According to a study published by the Shuppan Kagaku Kenkyujo (Research Institute for Publications) on April 4, 2010, the sales of books and magazines in Japan decreased successively for the recent years and fell below 2 trillion yen in 2009 for the first time since 21 years.
The sales of books and magazines reached their peak in 1996 and 1997 respectively. The slump in book sales might be caused for example by the spread of internet services as well as e-books and the growing loss of interest among young people in reading books. However, people have not been able to identify the real causes of slump yet and much less the means to tackle the slump.
The slump is even worsening according to the Shuppan Kagaku Kenkyujo and the sales of books and magazines in the first half of 2011 fell 3.8% over the same period of the previous year and the decreasing rate is growing.
I am a heavy book reader and fond of visiting bookshops and strolling from a bookshop to another bookshop and from a bookshelf to another bookshelf (Please check also the page on Kanda). On the way of my stroll I encountered many interesting books which now find their places in my bookshelf. As a reader of books, I have at present many complaints to bookshops and publishers. Simply speaking, the books I can find in the majority of bookshops are so called "how-to" books with shallow contents and it is hard to find books decent in presentation and rich in contents. This makes book lovers like me away from bookshops.
It is true that Amazon and other internet book shops offer a convenient tool to buy books, if we know exactly what we will and possiblly the title of the book we need. However, it is almost impossible to accidentally discover interesting books on the internet. Though the sales through internet amounts to be well more than 10% for most publishers, it decreases the possible sales which might have been realized if accidental encounters were possible.
Despite this discouraging overall trend, there are of course publishers which continue to publish high quality books. Recently I got acquainted with a publisher Shin-hyoron (Website - Japanese only) and its director Takeichi-san. Shin-hyoron is a medium-scale publisher, which publishes some 30 new learned books every year.

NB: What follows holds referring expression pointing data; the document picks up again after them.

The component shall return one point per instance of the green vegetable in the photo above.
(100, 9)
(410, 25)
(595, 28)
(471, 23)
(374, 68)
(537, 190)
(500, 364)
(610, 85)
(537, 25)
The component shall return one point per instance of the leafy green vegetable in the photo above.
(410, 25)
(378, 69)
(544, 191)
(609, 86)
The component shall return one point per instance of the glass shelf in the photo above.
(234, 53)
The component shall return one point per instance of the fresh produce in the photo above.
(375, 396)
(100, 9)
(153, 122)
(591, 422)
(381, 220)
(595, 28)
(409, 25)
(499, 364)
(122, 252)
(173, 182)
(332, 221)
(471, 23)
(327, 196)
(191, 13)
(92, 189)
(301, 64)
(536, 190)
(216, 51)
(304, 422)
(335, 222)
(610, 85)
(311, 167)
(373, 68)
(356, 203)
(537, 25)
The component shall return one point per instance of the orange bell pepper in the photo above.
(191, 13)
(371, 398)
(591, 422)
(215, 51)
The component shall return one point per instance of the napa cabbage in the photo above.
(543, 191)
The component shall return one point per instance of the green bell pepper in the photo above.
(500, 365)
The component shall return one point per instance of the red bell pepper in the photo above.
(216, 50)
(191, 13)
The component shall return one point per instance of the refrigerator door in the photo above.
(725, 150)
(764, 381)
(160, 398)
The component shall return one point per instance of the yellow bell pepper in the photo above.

It happened that Professor Nobuko Fukui of Tokai University, a friend of mine, published some time ago a translation of "The land of the living" written by Steven Borish through Shin-hyoron and I wrote a sort of testimonial to promote sales of the book. Fukui-sensei then recommended Takeichi-san to make a book from my earlier Japanese web site "Copenhagen dayori" (Copenhagen report), which I made during my stay in Denmark between 2006 and 2008 and included more than 200 articles on historical and cultural topics related to Denmark.
Takeichi-san accepted the proposal and since then I meet him regularly to make an attractive and if possible marketable book from too many and too rambling topics of the original web site. It takes time and the work is quite tiring, but it is a fun. When the communication with Takeichisan advanced, I became curious to know the working environment of Shin-hyoron and requested to have our next meeting in the office of Shin-hyoron.
Shin-hyoron is located in the vicinity of Waseda University. When it started in 1952, Shin-hyoron was near Kanda, the center of the Japanese publishing world. However, when it had a good business in the 1970s, it could buy a house and moved from a rent office into its own building. Takeichi-san says that it was a good decision of his predecessor. Now, Shinhyoron is financially much better positioned than most publishers which have to pay high rent for their office and warehouse for the storage of their books. This is surely one of the reasons for the flexibility of Shinhyoron in its business decision, because it can pursue the contents of books it wants to make while other publishers have to pay severer attention to the marketability of their books.
The house of Shin-hyoron was built originally as a studio of a theatre group and reformed to be an apartment house for students. Its upper floor has a high ceiling, reminiscence of the theatre studio. Bookshelves are installed to its walls and filled up with the books they have published in the last 60years. The largest room eradiates a sort of atmosphere of intellectual works being done in this room. A small room annexed to the main room is the office of director Takeichi-san and his assistant. Also looks quite comfortable for working. The ground floor seems to be used for delivery of books and other physical works. I found the surface of a desk there almost fully covered with books and papers - a typical scene we encounter in Japanese offices.
The neighborhood of Shin-hyoron has something I feel very at home. Here, we can feel the life of students and ordinary citizens in their traditional environments. Even small houses try to decorate them with greenery as you see on the photo below. Though, we do not have large parks in Tokyo like many Western cities, it is full of greens growing from tiny gardens and flower pots and those greens are not secluded within walls but enjoyed by all neighbors and even by passersby.